山口誠『ニッポンの海外旅行〜若者と観光メディアの50年史』(2)

冒険、探検から自分探しへ

深夜特急』とバックパッカー第二世代


 澤木耕太郎が香港からユーラシア大陸へ旅だったのは74年だった。
 そのときの友人への手紙をもとに10年後に書かれたのが『深夜特急』だ。


 山口によると澤木の実際の旅と、深夜特急に書かれた旅は本質的に違ったという。
 旅だったときの澤木は、漢詩の古典を愛読しながら、小田実の『何でも見てやろう』に刺激されて冒険に旅立ったのだが、帰国後10年間を経て、ここではないどこかへさまよう若者の「自分探し」のリアクション文体を編み出した。
 その旅に親和したのがアジアだった。


 「タイやインドを旅すれば経験するように、到着した空港でのタクシーの客引きにはじまり、街ではたくさんの物売りが声をかけてきて、安宿や食堂では値段や注文内容の交渉をする機会が多くある」。アジアでは「旅が向こうからやってくる」(p145)のだ。
 こうして格安航空券とガイドブックを持って、香港やタイなどを歩き回る若者が80年代後半を特徴づけることになる。

海外で日本を生きるバックパッカー第三世代



 蔵前仁一が『ゴーゴー・インド』を出版したのは1986年だった。
 以降、特に売れっ子作家になってから出された90年代の旅行記では、アジアに旅立った日本人バックパッカーが、あえて日本人同士で安宿に寄り集まり、どこに出かけるでもなく、日本製のインスタントラーメンに素直に感激するする姿が描かれている。
 ここにあるのは、個の自立への回路としての自分探しではない。「日本から一定の距離を取りつつも、それに対抗や反抗を試みず、いつか日本に帰還する自分のなかに「日本人」を探すために旅」(p168)をしているのだという。
 だが、歩くことからも遠ざかり安宿と日本人コミュニティに沈没してしまった彼らは、うまく日本を探せたのだろうか。

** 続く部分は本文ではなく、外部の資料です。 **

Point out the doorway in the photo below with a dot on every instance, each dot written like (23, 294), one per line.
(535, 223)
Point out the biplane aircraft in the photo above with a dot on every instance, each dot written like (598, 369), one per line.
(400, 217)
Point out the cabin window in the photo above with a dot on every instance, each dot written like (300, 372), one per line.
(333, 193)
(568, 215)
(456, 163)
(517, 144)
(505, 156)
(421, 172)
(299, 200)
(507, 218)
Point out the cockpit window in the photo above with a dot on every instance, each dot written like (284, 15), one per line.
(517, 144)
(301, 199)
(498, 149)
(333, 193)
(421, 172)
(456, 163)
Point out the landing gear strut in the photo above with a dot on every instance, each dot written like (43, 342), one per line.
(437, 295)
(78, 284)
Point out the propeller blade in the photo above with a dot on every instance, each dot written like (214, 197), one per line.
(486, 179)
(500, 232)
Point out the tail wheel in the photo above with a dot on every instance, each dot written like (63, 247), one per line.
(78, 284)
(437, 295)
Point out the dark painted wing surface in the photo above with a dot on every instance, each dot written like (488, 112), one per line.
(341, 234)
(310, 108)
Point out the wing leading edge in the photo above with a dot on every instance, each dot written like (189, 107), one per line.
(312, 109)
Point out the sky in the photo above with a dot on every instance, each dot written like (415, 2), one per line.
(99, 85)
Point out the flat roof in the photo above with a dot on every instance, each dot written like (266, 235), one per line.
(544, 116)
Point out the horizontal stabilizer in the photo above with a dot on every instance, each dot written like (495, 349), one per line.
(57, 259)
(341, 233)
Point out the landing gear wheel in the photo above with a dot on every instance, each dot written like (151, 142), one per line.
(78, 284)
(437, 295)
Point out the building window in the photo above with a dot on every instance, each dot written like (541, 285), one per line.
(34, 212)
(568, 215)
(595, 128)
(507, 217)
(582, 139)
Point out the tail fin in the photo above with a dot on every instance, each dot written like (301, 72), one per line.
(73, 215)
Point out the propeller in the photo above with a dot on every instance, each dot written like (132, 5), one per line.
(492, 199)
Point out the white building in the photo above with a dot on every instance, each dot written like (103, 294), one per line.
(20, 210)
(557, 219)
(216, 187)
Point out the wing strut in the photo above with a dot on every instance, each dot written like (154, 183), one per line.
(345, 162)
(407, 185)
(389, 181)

 そのような日本人探しを戯画化したのが「猿岩石のユーラシア大陸横断ヒッチハイク」という番組だった。
 苦しい貧乏旅行とハプニングを売りに高視聴率をかせいだ番組のなかで、「猿岩石の二人は理不尽を強いられても素直に受け入れ、時には感謝を口にするような、そして日本に帰国してもやっていけるような、謙虚で従順な「日本人の好青年」」に育った姿を演じたという。


 帰国した猿岩石は三万人もの群衆に出迎えられ、出版された『猿岩石日記』は瞬く間に100万部を超えたという。

 このような旅は見るのは面白いのかもしれないし、不屈の闘志を生み出す旅でもないので、小馬鹿にしながら楽しむこともできるのだろうが、同じような旅に出たいと恋いこがれることはないだろう。

 ここに見知らぬ土地、異文化との出会いから何かを得ようとしたフロンマー以来の「歩く旅」の思想的な意味は、マスメディアにおいては見事に消尽つくされたのかもしれない。